论文标题
SimpleChrome:组合效应以预测基因表达的编码
SimpleChrome: Encoding of Combinatorial Effects for Predicting Gene Expression
论文作者
论文摘要
由于最新的DNA测序技术的突破,基因组学数据集已无处不在。大规模数据集的出现为更好地理解基因组学,尤其是基因调节提供了绝佳的机会。尽管人体中的每个细胞都包含相同的DNA信息,但基因表达通过打开或关闭基因(称为基因表达水平)来控制这些细胞的功能。控制每个基因的表达水平有两个重要因素:(1)基因调节(例如组蛋白修饰)可以直接调节基因表达。 (2)在功能上相关或相互作用的相邻基因也可能影响基因表达水平。以前的努力试图使用基于注意的模型来解决前者。但是,解决第二个问题需要将所有潜在相关的基因信息纳入模型。尽管现代机器学习和深度学习模型在应用于适度大小的数据时能够捕获基因表达信号,但由于数据的性质,他们一直在努力恢复数据的基本信号。为了解决这个问题,我们提出了SimpleChrome,这是一个深入学习模型,可以学习基因的潜在组蛋白修饰表示。从模型中学到的特征使我们能够更好地理解跨基因相互作用和直接基因调节对靶基因表达的组合效应。本文的结果显示了下游模型的预测能力的出色改进,并极大地放松了对学习强大的广义神经网络的大型数据集的需求。这些结果在表观基因组学研究和药物开发中立即产生下游影响。
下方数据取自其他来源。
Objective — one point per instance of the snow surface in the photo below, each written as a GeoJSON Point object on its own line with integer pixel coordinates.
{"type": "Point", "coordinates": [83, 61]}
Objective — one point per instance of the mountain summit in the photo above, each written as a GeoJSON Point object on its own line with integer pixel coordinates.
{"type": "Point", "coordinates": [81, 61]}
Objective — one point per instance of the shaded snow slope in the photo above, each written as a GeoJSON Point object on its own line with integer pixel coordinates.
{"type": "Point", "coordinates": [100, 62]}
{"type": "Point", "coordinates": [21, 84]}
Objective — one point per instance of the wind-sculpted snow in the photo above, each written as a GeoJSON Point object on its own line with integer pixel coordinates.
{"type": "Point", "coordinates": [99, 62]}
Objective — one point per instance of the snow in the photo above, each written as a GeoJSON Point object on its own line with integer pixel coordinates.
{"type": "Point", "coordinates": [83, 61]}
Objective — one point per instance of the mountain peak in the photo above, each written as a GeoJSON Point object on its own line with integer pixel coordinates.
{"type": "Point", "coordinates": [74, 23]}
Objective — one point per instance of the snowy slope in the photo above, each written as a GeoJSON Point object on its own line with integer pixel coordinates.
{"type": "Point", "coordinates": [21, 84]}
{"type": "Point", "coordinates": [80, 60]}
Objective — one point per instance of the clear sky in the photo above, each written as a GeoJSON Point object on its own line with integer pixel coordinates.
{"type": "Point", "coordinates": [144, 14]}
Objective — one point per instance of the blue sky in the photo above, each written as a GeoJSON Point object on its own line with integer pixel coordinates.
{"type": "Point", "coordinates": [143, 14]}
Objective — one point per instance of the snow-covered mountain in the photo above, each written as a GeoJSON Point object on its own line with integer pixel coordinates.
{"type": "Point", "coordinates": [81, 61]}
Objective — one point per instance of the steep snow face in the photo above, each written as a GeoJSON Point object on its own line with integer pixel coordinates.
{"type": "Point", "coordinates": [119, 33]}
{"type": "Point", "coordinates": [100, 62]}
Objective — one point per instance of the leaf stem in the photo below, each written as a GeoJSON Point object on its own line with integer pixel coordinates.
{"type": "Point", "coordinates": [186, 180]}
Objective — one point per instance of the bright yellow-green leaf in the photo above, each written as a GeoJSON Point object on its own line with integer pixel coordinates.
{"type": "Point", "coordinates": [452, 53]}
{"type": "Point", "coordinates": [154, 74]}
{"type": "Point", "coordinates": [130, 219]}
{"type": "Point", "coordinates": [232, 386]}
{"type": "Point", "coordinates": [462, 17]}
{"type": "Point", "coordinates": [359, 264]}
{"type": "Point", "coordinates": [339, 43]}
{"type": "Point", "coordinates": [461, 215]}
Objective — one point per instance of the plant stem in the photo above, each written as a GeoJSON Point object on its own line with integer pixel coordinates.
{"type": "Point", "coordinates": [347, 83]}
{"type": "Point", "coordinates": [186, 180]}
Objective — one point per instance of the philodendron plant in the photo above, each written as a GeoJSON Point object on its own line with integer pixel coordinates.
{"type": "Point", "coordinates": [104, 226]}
Due to recent breakthroughs in state-of-the-art DNA sequencing technology, genomics data sets have become ubiquitous. The emergence of large-scale data sets provides great opportunities for better understanding of genomics, especially gene regulation. Although each cell in the human body contains the same set of DNA information, gene expression controls the functions of these cells by either turning genes on or off, known as gene expression levels. There are two important factors that control the expression level of each gene: (1) Gene regulation such as histone modifications can directly regulate gene expression. (2) Neighboring genes that are functionally related to or interact with each other that can also affect gene expression level. Previous efforts have tried to address the former using Attention-based model. However, addressing the second problem requires the incorporation of all potentially related gene information into the model. Though modern machine learning and deep learning models have been able to capture gene expression signals when applied to moderately sized data, they have struggled to recover the underlying signals of the data due to the nature of the data's higher dimensionality. To remedy this issue, we present SimpleChrome, a deep learning model that learns the latent histone modification representations of genes. The features learned from the model allow us to better understand the combinatorial effects of cross-gene interactions and direct gene regulation on the target gene expression. The results of this paper show outstanding improvements on the predictive capabilities of downstream models and greatly relaxes the need for a large data set to learn a robust, generalized neural network. These results have immediate downstream effects in epigenomics research and drug development.